An 11th Hour Execution: Ledell Lee Dies At 11:56pm
With his death warrant set to expire at midnight, inmate Ledell Lee died at 11:56pm, as confirmed by the Corrections Department. After another day of legal drama, the execution got underway shortly after word came that the U.S. Supreme Court would not take action to prevent the state from putting Lee to death via lethal injection.
Lee claimed that he was innocent in the February 1993 beating death of 26-year-old Debra Reese during a robbery in her home. Prosecutors said he beat Reese multiple times with a tire iron and had a previous history of brutal assaults on women. Lee was 51 when he died Thursday night, the first of several planned executions.
The other executions are set for April 24 and April 27.
Here is a statement from Attorney General Leslie Rutledge:
“Tonight the lawful sentence of a jury which has been upheld by the courts through decades of challenges has been carried out.

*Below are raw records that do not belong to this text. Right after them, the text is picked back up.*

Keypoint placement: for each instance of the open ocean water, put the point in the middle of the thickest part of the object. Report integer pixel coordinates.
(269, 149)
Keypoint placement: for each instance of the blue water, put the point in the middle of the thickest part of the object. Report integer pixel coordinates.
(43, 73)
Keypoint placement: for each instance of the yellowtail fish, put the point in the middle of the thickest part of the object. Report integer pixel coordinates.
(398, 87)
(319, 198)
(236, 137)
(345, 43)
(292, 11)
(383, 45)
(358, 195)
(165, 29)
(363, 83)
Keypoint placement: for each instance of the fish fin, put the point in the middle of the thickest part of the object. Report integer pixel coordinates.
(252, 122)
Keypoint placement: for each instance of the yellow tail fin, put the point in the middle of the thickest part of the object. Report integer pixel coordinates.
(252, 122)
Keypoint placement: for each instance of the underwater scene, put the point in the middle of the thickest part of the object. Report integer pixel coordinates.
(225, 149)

The family of the late Debra Reese, who was brutally murdered with a tire thumper after being targeted because she was home alone, has waited more than 24 years to see justice done. I pray this lawful execution helps bring closure for the Reese family.”
Facts of the case and procedural history:
Ledell Lee was convicted of capital murder and sentenced to death in Pulaski County in 1996. In February 1993, Lee strangled and beat Debra Reese with a tire thumper, resulting in her death. On the morning of the murder, Lee had been going door to door in Reese’s neighborhood asking to borrow tools. Lee, a serial kidnapper and rapist, targeted Reese after he discovered she was home alone. Reese was last heard from when she telephoned her mother to tell her about the encounter with Lee, which left her uneasy. Reese’s battered body was discovered in her bedroom later that same day.

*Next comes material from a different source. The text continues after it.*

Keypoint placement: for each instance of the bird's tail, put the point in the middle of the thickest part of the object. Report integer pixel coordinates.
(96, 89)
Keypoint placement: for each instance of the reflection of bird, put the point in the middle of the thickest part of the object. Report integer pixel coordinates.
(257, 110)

The Arkansas Supreme Court affirmed Lee’s conviction and sentence on direct appeal in 1997. Thereafter, Lee filed a petition for post-conviction relief that was denied by the circuit court, and the denial was affirmed by the Arkansas Supreme Court on appeal. Lee’s petition for post-conviction relief was reconsidered by the circuit court after a U.S. District Court judge found that Lee’s post-conviction counsel might have been impaired during the proceedings. Following a hearing on his amended petition for post-conviction relief, Lee was again denied relief by the circuit court, and the Arkansas Supreme Court again affirmed the denial on appeal. Lee also sought relief in a petition for writ of habeas corpus filed in federal court, and it was denied. Lee unsuccessfully tried to appeal the denial, first to the 8th Circuit Court and then to the U.S. Supreme Court.
Lee filed an application for executive clemency citing separate conflicts of interest with counsel and the trial judge, reasonable doubt as to his guilt, an offer of a life sentence from the State and a change in societal acceptance of the death penalty as bases for relief. A clemency hearing was held on March 24, and Lee’s application was denied.